Akito era totalmente bagnato da capo a piedi, era lì, fermo e immobile, nonostante le raffiche sembrassero spingerlo dentro.
Il suo sguardo era proiettato verso le nuvole o forse molto più su, i suoi occhi rossi e gonfi, le occhiaie profonde e il viso scarno risaltavano immediatamente.
Il suo viso dai piacevoli lineamenti mascolini ancora un po’ acerbi, era totalmente cambiato mostrando una maschera di dolore.
Eppure ciò che più lo aveva colpito erano le gocce che solcavano la sua faccia e si mischiavano con la pioggia.
Quelle lacrime sembravano lame che incidevano indelebilmente il suo volto al loro passaggio.
Naozumi fu scosso a quella vista, la figura da duro di Akito si era sgretolata sotto il peso del suo immenso amore per Sana.
E lui si sentì quasi indegno per aver provato più volte ad allontanarli.
<< Akito >> non aveva mai usato quel tono confidenziale con lui, ma in quella circostanza gli sembrava che lo facesse sentire più vicino chiamarlo per nome << Per favore, vieni con me, andiamo insieme ad onorare la sua vita su questa Terra. Lei ha fatto del bene a tanti, a noi soprattutto… >> il fiato gli sembrava mancare a quelle parole, solo in quel momento gli sembrava di realizzare davvero che la sua migliore amica era andata via per sempre << Questo almeno glielo dobbiamo >> concluse con le lacrime che inesorabilmente gli bagnavano gli occhi.
Il ragazzo biondo non si scosse minimamente a quelle parole, tutto in lui faceva capire che quella consapevolezza l'aveva raggiunto da tempo e così immobile, con lo sguardo vacuo e teso all'infinito parlò << Lo faccio già, sempre. Onoro la sua esistenza restando qui, in vita su questa terra seppur morto nel cuore >> scandì quelle parole con una tale solennità che Naozumi non seppe controbattere e capì quanto fosse giusto lasciarlo lì.
Scendendo le scale si chiedeva chi dei due fosse realmente morto, se lei che aveva fisicamente lasciato questo mondo o lui che c’era ma che non desiderava vivere.
Abbandonò in fretta quella casa, il suo dolore sembrava enfatizzato tra quelle mura.

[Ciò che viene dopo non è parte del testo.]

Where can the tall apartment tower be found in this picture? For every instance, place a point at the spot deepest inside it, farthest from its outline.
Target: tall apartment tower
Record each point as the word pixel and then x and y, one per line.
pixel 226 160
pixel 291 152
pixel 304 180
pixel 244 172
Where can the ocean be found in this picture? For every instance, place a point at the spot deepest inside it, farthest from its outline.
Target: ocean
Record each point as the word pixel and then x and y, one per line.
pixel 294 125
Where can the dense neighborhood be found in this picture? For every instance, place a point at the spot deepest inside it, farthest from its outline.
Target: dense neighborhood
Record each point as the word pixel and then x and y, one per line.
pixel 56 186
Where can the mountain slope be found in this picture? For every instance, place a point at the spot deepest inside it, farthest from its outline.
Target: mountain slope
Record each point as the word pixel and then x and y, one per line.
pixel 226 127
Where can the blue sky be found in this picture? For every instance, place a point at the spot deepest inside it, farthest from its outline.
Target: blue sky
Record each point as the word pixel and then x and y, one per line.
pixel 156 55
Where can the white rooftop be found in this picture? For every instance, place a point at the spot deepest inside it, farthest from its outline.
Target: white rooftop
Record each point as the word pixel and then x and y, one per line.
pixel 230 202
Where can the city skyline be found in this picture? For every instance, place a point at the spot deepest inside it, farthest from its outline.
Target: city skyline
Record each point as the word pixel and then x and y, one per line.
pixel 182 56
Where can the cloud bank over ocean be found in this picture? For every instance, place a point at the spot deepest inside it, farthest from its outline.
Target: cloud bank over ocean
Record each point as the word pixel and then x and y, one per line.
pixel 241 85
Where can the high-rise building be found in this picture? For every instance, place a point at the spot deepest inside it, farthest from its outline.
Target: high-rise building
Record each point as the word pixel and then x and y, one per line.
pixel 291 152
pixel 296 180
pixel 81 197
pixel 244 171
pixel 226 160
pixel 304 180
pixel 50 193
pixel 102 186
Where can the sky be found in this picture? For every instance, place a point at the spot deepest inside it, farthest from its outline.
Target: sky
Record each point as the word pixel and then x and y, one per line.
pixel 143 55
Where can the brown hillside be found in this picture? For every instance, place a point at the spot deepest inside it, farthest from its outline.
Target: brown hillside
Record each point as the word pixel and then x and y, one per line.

Un brivido percorse il corpo di Kamura a quei ricordi, scosse la testa per allontanare quelle brutte sensazioni che gli apparivano ormai lontane, a brevi passi attraversò il cortile di casa, lasciando che quegli ultimi sprazzi di sole primaverile illuminassero i suoi capelli argentei.
Naozumi prese un profondo respiro prima di bussare al portoncino, accarezzò la testa di Sana in un gesto affettuoso per infonderle coraggio e le si posizionò dinanzi, sovrastandola con la sua figura ormai cresciuta.
Avrebbe voluto riflettere meglio su come portare la ragazza in casa anche solo per preparare meglio la mente e il cuore distrutto della Sensei, ma non riusciva a trovare soluzioni in quel momento.
Bussò.
Subito uno scalpicciò giunse alle loro orecchie accompagnato da una voce gentile << Vengo subito >>.



Akito con una lunga frenata raggiunse la strada sotto casa sua, con nervosismo aprì il cancello ed entrò sbattendo il portoncino.
La visione del perfetto Kamura che andava a trovare la madre di Sana, cosa che lui non aveva mai fatto, lo aveva infastidito al punto che sentì il suo corpo tremare e i nervi fremere sotto la pelle.
Quella casa che in genere sentiva grande e vuota, appariva improvvisamente piccola e opprimente, aveva bisogno di sfogare quella sensazione.
Senza neanche pensarci le sue mani presero le scarpette e non ebbe il tempo di rendersene realmente conto che le sue gambe si mossero da sole e con grandi falcate marciò sulla strada, macinando metri inconsapevolmente.
Un’ora dopo, il suo corpo spossato e affannato si appoggiò al portoncino di casa, il suo petto si alzava e abbassava veloce, il cuore pulsava forte, il sudore imperlava la fronte appiccicando i ciuffi ribelli.
Per la prima volta dopo tanto tempo si sentiva … vivo.
Quella corsa gli aveva fatto superare tutte le emozioni provate in quella giornata, la casa di Kurata, la presenza di Kamura, i ricordi di lei. Senza troppi preamboli si buttò sotto la doccia, per la prima volta svuotato e senza pensieri.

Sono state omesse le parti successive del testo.